ALFAJR QUOTIDIEN – Journal d'information quotidien comorien

Mlango 28: À en perdre les dents !

Parce qu’il s’agit de dire que notre liberté n’aura jamais de prix. Que nos libertés ne peuvent pas être remises en cause. Jamais. Que s’il le faut, nous marcherons avec nos dents pour les réclamer…

 À en perdre les dents !

C’est la triste question que je me pose depuis maintenant une semaine. Depuis la mise sous silence d’Oubeidillah Mchangama. À quoi bon continuer, si le jeu est fait d’avance. Si nous ne sommes que des pions. Utiles pour les uns en temps de Pluie. Et pour les autres, quand le soleil brille de mille feux. À quoi bon écrire. Tenir une chronique toutes les semaines. Au mieux, le papier servira de contenant de « Njugu », ou d’emballage de viennoiserie et de « bajia ». Avant de finir dans une des déchetteries sauvages de Volo-volo. Les idées, les cris d’alarme, les espoirs, personne ne s’y intéresse. Le peuple, en premier lieu la jeunesse a abdiqué. Nous nous sommes embarqués avec eux, dans un voyage sans fin. Dans un navire avec une boussole cassée. Un équipage dépité, qui laisse le gouvernail aux meilleurs des bonimenteurs. Les plus habiles devenant des griots. Chantant à tue-tête, à enivrer les sirènes des eaux les plus profondes.

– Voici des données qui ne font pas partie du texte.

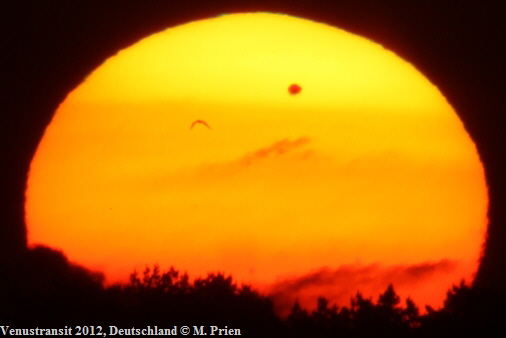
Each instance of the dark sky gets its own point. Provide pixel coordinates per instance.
(48, 47)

Croire à un idéal. C’est ce qui nous anime. Croire que c’est possible. Que c’est à nous de le faire. Que personne ne le fera à notre place. Mais à vrai dire personne ne veut le changement. Ou du moins peu sont ceux qui le souhaitent. Le bien commun n’intéresse personne. Les analyses et les propositions qui sont faites, ne changent rien. Et elles ne changeront rien. Il faut accepter l’évidence. La caste d’en haut, ne nous laissera jamais lui priver de son moment. « Son dimanche ». Ils ont du mal comprendre cet adage comorien qui dit « A chacun son dimanche ».
Notre idéal restera un leurre, tant qu’il ne sera porté par la masse. Je suppose que c’est ce qui animait aussi Oubeid et ses acolytes. Leur approche atypique, leur a donné une voix. Ils l’ont mise au service de l’information. Zéro calcul. Présent partout et à toute heure pour donner la parole à tous. Pas seulement aux politiciens. Au  peuple aussi, celui que d’aucun qualifie de «  bas ».Cette frange de la population, que l’on n’entend pas souvent. Très rarement. À part, quand on leur demande, au risque de leur vie, de monter dans des camions et scander à en perdre la voix, les noms des candidats aux diverses élections.

 

Triste et révoltant mais surtout dur à accepter. Dur de se dire que nos grands frères ne voient en nous, que des simples pièces d’un jeu d’échec, manipulable à souhait. Que notre voix et nos plumes ne peuvent service que leur plan de carrière. Que nos idées nouvelles, notre engagement, ne veulent rien dire, quand ils ne rejoignent pas les leurs. Qu’il leur suffira d’arriver en haut, pour nous réduire en animateur de toirab (comme si l’animateur de toirab ne pouvait avoir un esprit cartésien) et nous mettre en prison. Dur d’accepter que notre idéal n’intéresse personne. Qu’ils ont réussi à nous diviser. Au point de voir un responsable d’une association de « jeune », dire qu’il s’en fout de l’application stricte de la loi sur les marchés. A quoi bon continuer alors, l’espérance s’est fait la malle.

 

À y regarder de près, ils sont peu nombreux à souhaiter faire les choses autrement. Inverser la vision. Réduire la distance focale. Il faudrait un tsunami politique aux Comores pour espérer changer les mentalités. Parce qu’il s’agit avant tout de changer les mentalités. De comprendre que les gouvernants, ne sont que nos employés. C’est nous, les maîtres et pas eux. Nous le peuple. C’est à nous qu’ils doivent faire des salamalecs et non l’inverse. Il s’agit de comprendre que la culture du résultat n’est pas une option, mais une obligation. Qu’à défaut de résultats, nous devons demander un changement et non l’espérer. Parce qu’il s’agit de dire que nos libertés ne peuvent pas être remises en cause. Que notre liberté n’aura jamais de prix. Jamais. Nous marcherons avec nos dents s’il le faut, pour la réclamer. Même il est dur d’accepter que ma chronique n’y changera rien. Rien. Ni pour Oubeidillah Mchangama ni pour mes cousins et moi. Mais en attendant, soyons intègres, soyons citoyens, soyons Comoriens, et le meilleur suivra.